Overview
Overview
Crawler is designed along principles that are similar to the ones found in the [Data Flow Programming] paradigm.
Personality
One of the basic components in a Crawler-based system is called the 'Personality'.
A Personality is a Crawler component which will take input data in some shape or form, and will process it into output data in some other form.
A few examples:
- InDesign-to-XHTML/CSS: takes in InDesign documents or books and outputs XHTML/CSS files.
- InDesign-to-EPUB: takes in InDesign documents or books, outputs EPUB.
- InDesign-to-Database input: takes in InDesign document or books, and updates a database with information extracted from the document(s).
Personalities are constructed out of simpler elements.
A personality is composed of:
- a workflow network of interconnected processing units called 'Adapters'
- a set of configuration files
- a set of template files
Adapters
The input document(s) are pushed through the network of adapters provided by the personality.
These adapters then process the document, and take it apart into ever smaller chunks of data, or collate smaller chunks back into larger chunks. These chunks of data are called 'Granules'.
Some adapters take in larger granules and split them up into smaller granules (e.g. they might take in a paragraph granule and split it into individual word granules).
Some adapters collate smaller granules back into larger granules (e.g. they might take a number of word granules and concatenate them back into a paragraph granules).

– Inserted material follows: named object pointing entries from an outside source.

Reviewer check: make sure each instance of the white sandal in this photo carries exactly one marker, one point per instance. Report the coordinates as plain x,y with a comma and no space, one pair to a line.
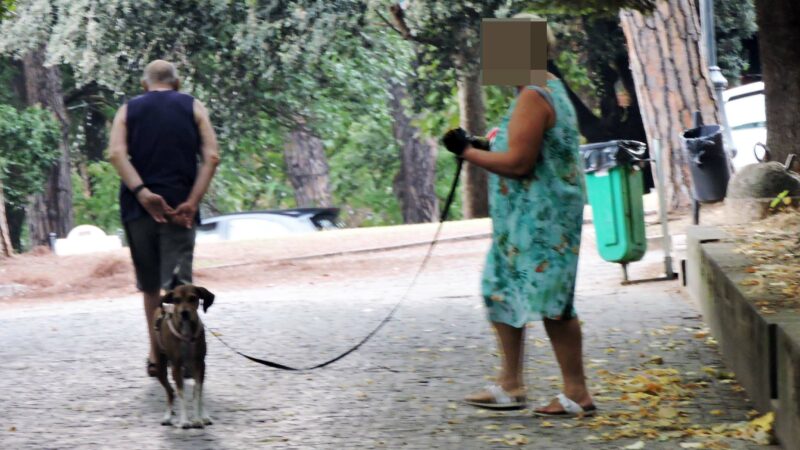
571,409
499,399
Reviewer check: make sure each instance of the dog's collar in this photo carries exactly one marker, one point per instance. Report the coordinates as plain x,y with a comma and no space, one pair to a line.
180,336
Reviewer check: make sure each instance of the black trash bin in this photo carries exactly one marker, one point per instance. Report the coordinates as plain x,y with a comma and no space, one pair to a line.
708,164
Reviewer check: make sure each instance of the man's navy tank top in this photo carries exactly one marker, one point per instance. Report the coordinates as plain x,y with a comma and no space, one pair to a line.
164,146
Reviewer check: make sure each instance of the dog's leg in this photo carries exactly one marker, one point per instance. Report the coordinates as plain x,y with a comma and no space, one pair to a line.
177,376
161,362
201,418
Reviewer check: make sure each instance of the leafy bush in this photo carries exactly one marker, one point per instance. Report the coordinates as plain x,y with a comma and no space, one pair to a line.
100,206
28,149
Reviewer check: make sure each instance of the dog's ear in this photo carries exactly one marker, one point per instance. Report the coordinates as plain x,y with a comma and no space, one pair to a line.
206,295
168,297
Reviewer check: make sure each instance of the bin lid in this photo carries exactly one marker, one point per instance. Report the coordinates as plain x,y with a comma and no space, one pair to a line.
702,132
607,155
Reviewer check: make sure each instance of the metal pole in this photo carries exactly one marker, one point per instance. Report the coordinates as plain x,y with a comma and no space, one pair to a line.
662,211
717,79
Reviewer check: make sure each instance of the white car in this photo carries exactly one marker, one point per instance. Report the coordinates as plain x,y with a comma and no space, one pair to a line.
254,225
747,119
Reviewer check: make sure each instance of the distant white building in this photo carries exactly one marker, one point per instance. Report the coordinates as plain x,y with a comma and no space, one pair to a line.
86,239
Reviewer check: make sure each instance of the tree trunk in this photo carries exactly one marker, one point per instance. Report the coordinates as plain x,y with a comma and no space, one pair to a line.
670,71
415,184
307,167
5,234
473,119
50,211
779,22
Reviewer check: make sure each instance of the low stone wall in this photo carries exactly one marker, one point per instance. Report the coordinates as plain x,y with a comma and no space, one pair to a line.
762,349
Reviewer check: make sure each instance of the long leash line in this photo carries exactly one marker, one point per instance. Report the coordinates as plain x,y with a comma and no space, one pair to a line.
442,219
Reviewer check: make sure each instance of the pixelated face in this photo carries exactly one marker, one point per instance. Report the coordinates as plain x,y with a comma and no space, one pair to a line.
513,52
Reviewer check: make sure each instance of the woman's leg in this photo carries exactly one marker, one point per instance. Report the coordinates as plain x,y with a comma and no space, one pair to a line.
511,343
567,341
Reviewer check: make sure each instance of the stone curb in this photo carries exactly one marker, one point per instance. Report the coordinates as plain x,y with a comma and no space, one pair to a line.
763,350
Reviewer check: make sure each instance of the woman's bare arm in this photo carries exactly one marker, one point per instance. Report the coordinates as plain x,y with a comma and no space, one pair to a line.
531,117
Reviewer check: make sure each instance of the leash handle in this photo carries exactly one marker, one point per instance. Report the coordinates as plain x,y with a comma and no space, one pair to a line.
445,213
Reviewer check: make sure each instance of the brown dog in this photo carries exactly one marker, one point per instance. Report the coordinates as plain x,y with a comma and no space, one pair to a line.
182,343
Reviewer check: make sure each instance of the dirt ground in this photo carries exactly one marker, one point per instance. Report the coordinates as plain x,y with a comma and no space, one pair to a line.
45,277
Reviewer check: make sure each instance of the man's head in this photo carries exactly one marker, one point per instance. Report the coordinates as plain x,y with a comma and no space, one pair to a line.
160,75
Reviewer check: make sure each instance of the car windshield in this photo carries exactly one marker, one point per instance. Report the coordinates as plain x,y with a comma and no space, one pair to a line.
747,111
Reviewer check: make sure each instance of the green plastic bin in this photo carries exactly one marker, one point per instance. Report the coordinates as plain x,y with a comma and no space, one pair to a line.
615,186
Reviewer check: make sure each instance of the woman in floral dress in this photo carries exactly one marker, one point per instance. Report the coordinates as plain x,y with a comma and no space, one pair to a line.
536,193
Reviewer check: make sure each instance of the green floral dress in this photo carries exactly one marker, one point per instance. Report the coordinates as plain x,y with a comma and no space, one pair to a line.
531,267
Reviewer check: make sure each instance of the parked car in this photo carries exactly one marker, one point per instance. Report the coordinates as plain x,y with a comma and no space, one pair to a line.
747,119
267,224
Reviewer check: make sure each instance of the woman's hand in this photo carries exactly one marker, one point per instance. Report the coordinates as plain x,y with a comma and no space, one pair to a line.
458,140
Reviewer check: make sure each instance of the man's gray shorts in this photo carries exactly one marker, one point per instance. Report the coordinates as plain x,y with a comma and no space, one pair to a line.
159,251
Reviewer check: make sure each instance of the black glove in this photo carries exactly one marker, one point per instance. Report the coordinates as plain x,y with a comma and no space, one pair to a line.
457,140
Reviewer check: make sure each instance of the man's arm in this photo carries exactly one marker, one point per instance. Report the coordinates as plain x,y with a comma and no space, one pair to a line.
153,203
209,152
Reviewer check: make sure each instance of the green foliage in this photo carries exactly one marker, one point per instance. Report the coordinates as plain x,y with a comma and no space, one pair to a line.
100,207
251,175
6,7
28,149
8,73
782,200
734,20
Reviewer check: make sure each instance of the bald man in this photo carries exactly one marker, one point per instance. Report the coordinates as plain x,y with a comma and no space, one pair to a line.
158,140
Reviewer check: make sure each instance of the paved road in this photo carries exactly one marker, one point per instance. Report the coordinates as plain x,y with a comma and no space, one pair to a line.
73,373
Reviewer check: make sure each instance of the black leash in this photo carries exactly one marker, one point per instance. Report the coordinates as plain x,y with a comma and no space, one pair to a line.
445,212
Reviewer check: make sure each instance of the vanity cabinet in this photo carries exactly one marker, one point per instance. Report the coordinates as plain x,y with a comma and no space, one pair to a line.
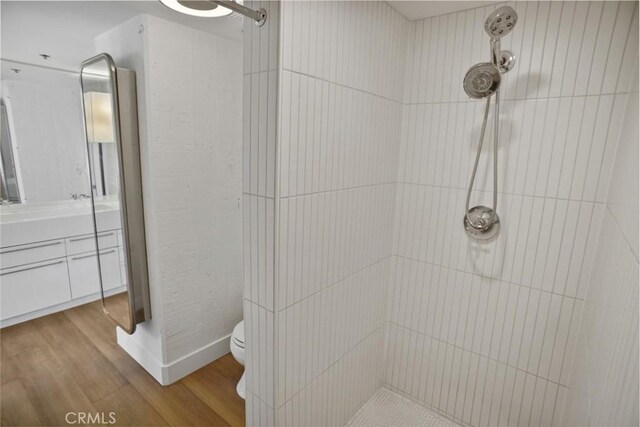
24,254
31,287
40,278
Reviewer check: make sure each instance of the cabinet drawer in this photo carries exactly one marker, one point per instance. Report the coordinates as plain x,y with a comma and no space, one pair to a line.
84,275
86,243
33,286
13,256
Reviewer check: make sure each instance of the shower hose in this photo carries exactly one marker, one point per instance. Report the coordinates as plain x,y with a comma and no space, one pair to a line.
481,223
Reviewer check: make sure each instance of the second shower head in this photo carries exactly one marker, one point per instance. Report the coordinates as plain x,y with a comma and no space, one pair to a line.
500,22
482,80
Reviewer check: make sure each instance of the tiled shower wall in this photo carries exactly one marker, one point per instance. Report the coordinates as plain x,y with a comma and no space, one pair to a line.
260,62
484,333
604,379
341,110
358,147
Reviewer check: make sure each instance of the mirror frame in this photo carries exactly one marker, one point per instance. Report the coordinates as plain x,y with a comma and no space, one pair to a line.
125,121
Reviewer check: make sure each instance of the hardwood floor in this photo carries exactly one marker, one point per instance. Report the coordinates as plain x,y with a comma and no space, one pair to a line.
70,362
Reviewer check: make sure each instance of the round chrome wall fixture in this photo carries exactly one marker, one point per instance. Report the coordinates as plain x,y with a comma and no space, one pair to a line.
482,80
506,61
481,223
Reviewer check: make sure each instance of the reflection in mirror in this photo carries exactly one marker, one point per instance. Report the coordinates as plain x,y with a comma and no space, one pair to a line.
9,191
108,96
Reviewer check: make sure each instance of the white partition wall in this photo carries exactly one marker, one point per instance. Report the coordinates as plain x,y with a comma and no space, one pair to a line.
189,109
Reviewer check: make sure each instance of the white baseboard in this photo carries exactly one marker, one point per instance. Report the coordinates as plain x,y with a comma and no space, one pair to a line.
169,373
59,307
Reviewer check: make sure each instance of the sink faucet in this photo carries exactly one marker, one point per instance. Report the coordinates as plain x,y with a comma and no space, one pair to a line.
79,196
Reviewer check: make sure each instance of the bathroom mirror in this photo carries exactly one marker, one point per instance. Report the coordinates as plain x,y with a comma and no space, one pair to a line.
111,127
9,190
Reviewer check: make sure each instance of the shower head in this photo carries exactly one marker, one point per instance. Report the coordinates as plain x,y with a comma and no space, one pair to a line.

Other adapters perform some kind of processing on the granules they receive; they might change them in some way, discard them, create new granules based on previous granules...
Some adapters construct new granules based on template snippet. For example, some adapter could take in some raw text, and combine this raw text with a template snippet into some XML formatted granule.
The general idea is that the input data is broken apart into smaller entities, and then these smaller entities are put back together again a different shape.
Template Files
Template files in Crawler come in many types. One of the most common types is the 'snippet template'. These are template files that generate a snippet of text.
The template file is simply a text file with a .snippet file name extension.
Inside the template file, there is a mix of boilerplate text and placeholders. An example: there could be a template maindoc.xhtml.snippet which could contain
<html>
$HEAD$
$BODY$
</html>